L'ANALISI
31 Ottobre 2016 - 11:40
L’esperienza insegna che le previsioni sull’andamento dell’economia devono essere valutate con cautela. Ondeggiamo su un’altalena sapientemente manovrata da centri studi più o meno autorevoli che comunicano senza soluzione di continuità notizie positive e negative. Le une e le altre vengono utilizzate a seconda della convenienza dai partiti e dai referenti politici dei tre schieramenti presenti in Parlamento. Ognuno tira l’acqua al suo mulino al punto che è azzardato dare credito anche alle fonti indipendenti, ammesso che ve ne siano. Succede che perfino l’Istat smentisca se stesso, e il clima di incertezza aumenta. Capita invece che nello stesso giorno arrivino due inattese ventate di ottimismo: l’occupazione è in ripresa anche a Cremona e l’agricoltura ha interrotto la discesa. I dati incoraggianti sulle assunzioni effettuate nel 2016 sono stati comunicati dal sistema informativo Excelsior che Unioncamere realizza in collaborazione con il ministero del Lavoro. Un’impresa del territorio su cinque quest’anno prevede di assumere. E’ un dato in linea con quello nazionale e leggermente superiore alla media regionale: in Lombardia il 18,9 per cento delle aziende ha fatto o ha in programma assunzioni. Cremona è preceduta solo dalla provincia di Sondrio dove un’azienda su quattro nel corso del 2016 assumerà. Si recuperano 6 punti in Italia rispetto al minimo storico registrato nel 2013. I dati, in sé aridi, svelano una realtà estremamente interessante. Per le imprese che esportano, che innovano e in quelle tecnologicamente più avanzate la propensione ad assumere è nettamente superiore alla media.

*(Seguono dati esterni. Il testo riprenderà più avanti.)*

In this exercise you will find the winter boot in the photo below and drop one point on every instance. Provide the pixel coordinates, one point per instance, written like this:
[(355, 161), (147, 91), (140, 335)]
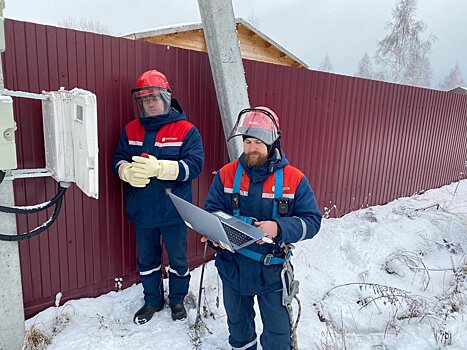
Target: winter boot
[(178, 312), (146, 312)]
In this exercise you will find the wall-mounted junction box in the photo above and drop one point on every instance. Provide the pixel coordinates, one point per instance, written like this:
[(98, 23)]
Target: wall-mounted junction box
[(70, 135)]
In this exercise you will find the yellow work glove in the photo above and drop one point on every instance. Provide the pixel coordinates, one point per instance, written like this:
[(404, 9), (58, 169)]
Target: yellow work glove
[(127, 173), (151, 166)]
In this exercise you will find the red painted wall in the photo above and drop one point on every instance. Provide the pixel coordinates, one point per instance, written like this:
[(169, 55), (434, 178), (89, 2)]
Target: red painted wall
[(359, 142)]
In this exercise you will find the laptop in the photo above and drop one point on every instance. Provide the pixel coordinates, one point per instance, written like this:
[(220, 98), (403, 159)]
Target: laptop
[(230, 232)]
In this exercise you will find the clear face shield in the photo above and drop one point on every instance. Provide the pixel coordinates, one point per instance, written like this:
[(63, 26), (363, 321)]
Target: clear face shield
[(257, 123), (151, 101)]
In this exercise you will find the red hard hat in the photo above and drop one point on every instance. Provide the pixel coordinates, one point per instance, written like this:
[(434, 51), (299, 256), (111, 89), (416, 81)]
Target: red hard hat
[(260, 122), (150, 82), (152, 78), (257, 119)]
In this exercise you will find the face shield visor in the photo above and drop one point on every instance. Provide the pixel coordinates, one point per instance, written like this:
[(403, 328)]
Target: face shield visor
[(258, 123), (151, 101)]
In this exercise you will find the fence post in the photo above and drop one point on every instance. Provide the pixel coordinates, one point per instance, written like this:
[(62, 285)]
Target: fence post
[(226, 65)]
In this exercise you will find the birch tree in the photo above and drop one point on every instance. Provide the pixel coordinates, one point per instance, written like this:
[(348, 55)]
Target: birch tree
[(453, 79), (403, 54), (326, 64)]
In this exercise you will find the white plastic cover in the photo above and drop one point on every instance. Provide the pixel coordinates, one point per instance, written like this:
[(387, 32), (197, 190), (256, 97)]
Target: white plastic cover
[(7, 134), (70, 135)]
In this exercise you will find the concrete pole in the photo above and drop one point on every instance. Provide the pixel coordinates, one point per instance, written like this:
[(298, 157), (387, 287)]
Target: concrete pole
[(11, 291), (226, 65)]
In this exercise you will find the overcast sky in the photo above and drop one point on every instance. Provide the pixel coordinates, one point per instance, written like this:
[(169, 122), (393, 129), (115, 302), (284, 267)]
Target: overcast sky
[(310, 29)]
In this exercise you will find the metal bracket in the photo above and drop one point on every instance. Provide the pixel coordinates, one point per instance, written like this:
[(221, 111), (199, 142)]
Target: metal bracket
[(28, 173)]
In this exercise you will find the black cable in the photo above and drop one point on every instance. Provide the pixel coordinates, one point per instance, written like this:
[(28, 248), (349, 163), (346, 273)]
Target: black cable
[(36, 208), (42, 228)]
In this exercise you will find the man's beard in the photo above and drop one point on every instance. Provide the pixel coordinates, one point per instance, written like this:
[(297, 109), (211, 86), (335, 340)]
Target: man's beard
[(255, 160)]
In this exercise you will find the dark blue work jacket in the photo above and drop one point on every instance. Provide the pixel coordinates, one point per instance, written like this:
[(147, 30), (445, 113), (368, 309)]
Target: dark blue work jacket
[(169, 137), (302, 220)]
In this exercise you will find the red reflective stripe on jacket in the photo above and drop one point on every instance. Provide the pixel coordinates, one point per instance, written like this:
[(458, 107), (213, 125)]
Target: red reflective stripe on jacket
[(173, 132), (292, 178), (135, 131), (169, 133)]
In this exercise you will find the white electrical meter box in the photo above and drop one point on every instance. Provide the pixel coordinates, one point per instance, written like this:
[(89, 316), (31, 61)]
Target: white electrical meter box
[(7, 134), (70, 137)]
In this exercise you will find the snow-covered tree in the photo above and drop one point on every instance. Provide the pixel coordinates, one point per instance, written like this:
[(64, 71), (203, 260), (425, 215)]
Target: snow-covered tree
[(326, 64), (453, 80), (403, 54), (85, 24), (365, 67)]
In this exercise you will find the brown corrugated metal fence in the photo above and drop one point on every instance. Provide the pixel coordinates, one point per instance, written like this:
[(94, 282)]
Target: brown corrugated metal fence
[(359, 142)]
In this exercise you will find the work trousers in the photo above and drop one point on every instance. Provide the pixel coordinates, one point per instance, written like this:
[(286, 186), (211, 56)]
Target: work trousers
[(241, 320), (150, 258)]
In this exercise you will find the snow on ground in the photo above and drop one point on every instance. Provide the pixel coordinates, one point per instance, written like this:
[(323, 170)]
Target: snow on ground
[(383, 277)]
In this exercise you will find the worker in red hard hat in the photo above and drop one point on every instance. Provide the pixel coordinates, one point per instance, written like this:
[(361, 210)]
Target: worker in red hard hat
[(159, 152), (261, 188), (152, 94)]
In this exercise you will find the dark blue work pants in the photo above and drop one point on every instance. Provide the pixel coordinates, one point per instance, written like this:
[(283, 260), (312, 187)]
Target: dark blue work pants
[(149, 246), (241, 320)]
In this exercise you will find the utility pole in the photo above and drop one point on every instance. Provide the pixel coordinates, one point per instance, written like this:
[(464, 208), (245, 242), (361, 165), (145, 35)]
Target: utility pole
[(220, 33), (11, 292)]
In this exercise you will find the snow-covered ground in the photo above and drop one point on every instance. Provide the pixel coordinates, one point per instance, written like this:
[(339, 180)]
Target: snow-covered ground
[(383, 277)]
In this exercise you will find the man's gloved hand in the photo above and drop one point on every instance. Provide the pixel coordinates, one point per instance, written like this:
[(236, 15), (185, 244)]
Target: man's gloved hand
[(127, 173), (162, 169), (147, 166)]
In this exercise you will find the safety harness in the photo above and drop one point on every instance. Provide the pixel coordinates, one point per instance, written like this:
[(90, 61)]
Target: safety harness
[(290, 286)]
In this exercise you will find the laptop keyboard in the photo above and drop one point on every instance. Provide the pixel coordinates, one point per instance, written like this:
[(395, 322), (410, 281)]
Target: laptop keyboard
[(236, 237)]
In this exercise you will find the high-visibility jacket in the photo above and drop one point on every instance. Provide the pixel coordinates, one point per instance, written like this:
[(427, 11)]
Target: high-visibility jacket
[(169, 137), (302, 220)]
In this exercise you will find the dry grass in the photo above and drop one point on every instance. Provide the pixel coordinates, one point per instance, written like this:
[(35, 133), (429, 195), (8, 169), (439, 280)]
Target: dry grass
[(36, 339)]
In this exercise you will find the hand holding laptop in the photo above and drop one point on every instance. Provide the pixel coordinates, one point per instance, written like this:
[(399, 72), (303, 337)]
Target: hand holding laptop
[(270, 228)]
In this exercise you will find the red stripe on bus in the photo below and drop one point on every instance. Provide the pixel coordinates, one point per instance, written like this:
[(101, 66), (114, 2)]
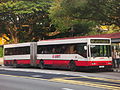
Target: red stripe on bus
[(78, 63)]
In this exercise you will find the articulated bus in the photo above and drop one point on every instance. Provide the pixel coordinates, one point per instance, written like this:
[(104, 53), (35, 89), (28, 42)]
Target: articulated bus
[(75, 53)]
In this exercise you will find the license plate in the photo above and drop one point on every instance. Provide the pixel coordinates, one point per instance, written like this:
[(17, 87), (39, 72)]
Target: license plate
[(101, 66)]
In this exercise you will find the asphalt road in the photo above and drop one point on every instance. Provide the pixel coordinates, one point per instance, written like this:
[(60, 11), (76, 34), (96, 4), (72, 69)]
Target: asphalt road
[(36, 79)]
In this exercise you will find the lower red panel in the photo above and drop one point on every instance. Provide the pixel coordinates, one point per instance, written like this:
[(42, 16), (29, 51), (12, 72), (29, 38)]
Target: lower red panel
[(78, 63), (17, 61)]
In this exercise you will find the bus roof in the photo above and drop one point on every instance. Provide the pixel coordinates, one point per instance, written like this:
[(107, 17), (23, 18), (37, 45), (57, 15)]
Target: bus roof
[(17, 45), (66, 41)]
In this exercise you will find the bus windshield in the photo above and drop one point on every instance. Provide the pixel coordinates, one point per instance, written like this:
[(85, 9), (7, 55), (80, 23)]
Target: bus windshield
[(100, 50)]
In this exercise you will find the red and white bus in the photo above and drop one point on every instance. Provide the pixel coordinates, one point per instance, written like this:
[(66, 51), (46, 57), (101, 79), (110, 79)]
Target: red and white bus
[(21, 54), (85, 53)]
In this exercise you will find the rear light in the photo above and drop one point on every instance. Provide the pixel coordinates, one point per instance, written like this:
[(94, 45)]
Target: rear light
[(93, 63)]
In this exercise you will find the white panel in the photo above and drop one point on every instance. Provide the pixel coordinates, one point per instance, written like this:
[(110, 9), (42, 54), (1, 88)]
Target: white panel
[(65, 41), (16, 45), (61, 57)]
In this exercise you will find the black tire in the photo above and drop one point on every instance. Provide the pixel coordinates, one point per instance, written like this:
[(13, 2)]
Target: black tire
[(41, 65), (72, 66)]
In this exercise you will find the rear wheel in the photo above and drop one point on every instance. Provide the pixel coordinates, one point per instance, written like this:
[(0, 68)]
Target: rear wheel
[(41, 65), (14, 63), (72, 66)]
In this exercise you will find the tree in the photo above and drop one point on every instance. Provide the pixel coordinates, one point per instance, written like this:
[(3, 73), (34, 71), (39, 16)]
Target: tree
[(19, 19), (93, 13), (64, 15)]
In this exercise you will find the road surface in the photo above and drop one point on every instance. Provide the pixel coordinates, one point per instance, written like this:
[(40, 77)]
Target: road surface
[(37, 79)]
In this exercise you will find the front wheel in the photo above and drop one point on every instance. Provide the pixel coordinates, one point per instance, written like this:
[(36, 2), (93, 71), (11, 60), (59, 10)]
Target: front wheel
[(72, 66)]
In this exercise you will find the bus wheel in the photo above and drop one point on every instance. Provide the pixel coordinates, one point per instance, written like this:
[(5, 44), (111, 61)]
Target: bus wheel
[(72, 66), (41, 65)]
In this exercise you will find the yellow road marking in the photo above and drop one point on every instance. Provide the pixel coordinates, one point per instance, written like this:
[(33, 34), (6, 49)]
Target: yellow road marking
[(103, 79), (23, 77), (85, 83)]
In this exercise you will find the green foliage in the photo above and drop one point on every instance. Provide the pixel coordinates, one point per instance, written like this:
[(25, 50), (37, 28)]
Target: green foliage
[(18, 13)]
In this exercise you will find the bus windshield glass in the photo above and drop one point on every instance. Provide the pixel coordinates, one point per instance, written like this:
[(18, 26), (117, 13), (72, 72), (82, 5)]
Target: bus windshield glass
[(100, 50)]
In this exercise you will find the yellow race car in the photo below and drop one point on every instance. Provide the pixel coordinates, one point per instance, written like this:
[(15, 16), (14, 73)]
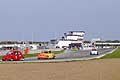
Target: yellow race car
[(46, 55)]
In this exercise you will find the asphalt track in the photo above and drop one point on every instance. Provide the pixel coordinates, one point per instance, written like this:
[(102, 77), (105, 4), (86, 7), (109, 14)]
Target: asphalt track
[(69, 55)]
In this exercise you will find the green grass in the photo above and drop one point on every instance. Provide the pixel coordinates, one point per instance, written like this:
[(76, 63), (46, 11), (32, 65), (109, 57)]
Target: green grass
[(115, 54), (35, 54)]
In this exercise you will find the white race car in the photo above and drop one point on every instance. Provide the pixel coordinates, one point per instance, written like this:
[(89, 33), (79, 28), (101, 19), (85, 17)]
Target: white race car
[(94, 52)]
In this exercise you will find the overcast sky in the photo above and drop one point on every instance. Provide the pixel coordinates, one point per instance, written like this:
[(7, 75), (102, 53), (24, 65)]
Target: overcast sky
[(49, 19)]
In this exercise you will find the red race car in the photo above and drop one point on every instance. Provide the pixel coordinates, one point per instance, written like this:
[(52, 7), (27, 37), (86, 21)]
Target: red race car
[(13, 55)]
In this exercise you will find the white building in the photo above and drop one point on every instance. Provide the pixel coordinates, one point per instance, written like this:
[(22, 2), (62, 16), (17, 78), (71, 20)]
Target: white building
[(72, 37)]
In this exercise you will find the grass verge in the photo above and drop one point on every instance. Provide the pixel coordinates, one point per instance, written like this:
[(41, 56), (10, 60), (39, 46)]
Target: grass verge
[(115, 54)]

La fotografia scattata da Unioncamere presenta analogie al quadro del settore primario tracciato dal ministro per le Politiche agricole al termine della visita alle Fiere zootecniche di Cremona. Mentre lo scorso anno Maurizio Martina si era detto scoraggiato per le difficoltà che tutti i comparti agricoli indistintamente stavano attraversando, oggi si guarda al futuro della zootecnia con più fiducia. Permangono parecchie incertezze dovute alle dinamiche di mercato e alle decisioni che l’Unione Europea prenderà. Il rapporto tra i costi e i ricavi penalizza il reddito dei produttori italiani in misura maggiore rispetto agli agricoltori degli altri Paesi comunitari. L’obiettivo da perseguire, ma difficile da raggiungere, è la globalizzazione dei costi, che creerebbe parità di condizioni. Tuttavia, come ha rimarcato Martina, oggi le prospettive ci sono. Fino a ieri non lo si poteva dire. E’ un fatto nuovo, come inedita è l’importanza che l’esecutivo dà all’agricoltura. «Per trovare un governo che abbia tagliato i costi agricoli come il nostro bisogna risalire a Marcora» commentava il sottosegretario Luciano Pizzetti. Un’affermazione di parte, è vero, ma confermata dagli addetti ai lavori, che ricordano quanto il mitico Albertino ha fatto da ministro tra il 1974 e il 1980 per l’agricoltura e gli agricoltori italiani. La svolta rispetto a un passato oscuro nel quale, ricordiamolo, si è anche votato a un referendum sulla soppressione del ministero dell’Agricoltura, è il fatto che il settore primario non sia più un ‘di cui’ dell’agenda del governo. Non è residuale. E non c’è tema economico che non abbia un aggancio agricolo. Finalmente viene riconosciuta centralità economica e politica al comparto che garantisce al Paese l’approvvigionamento alimentare. C’è voluta quasi una generazione perché ciò accadesse. Meglio tardi che mai.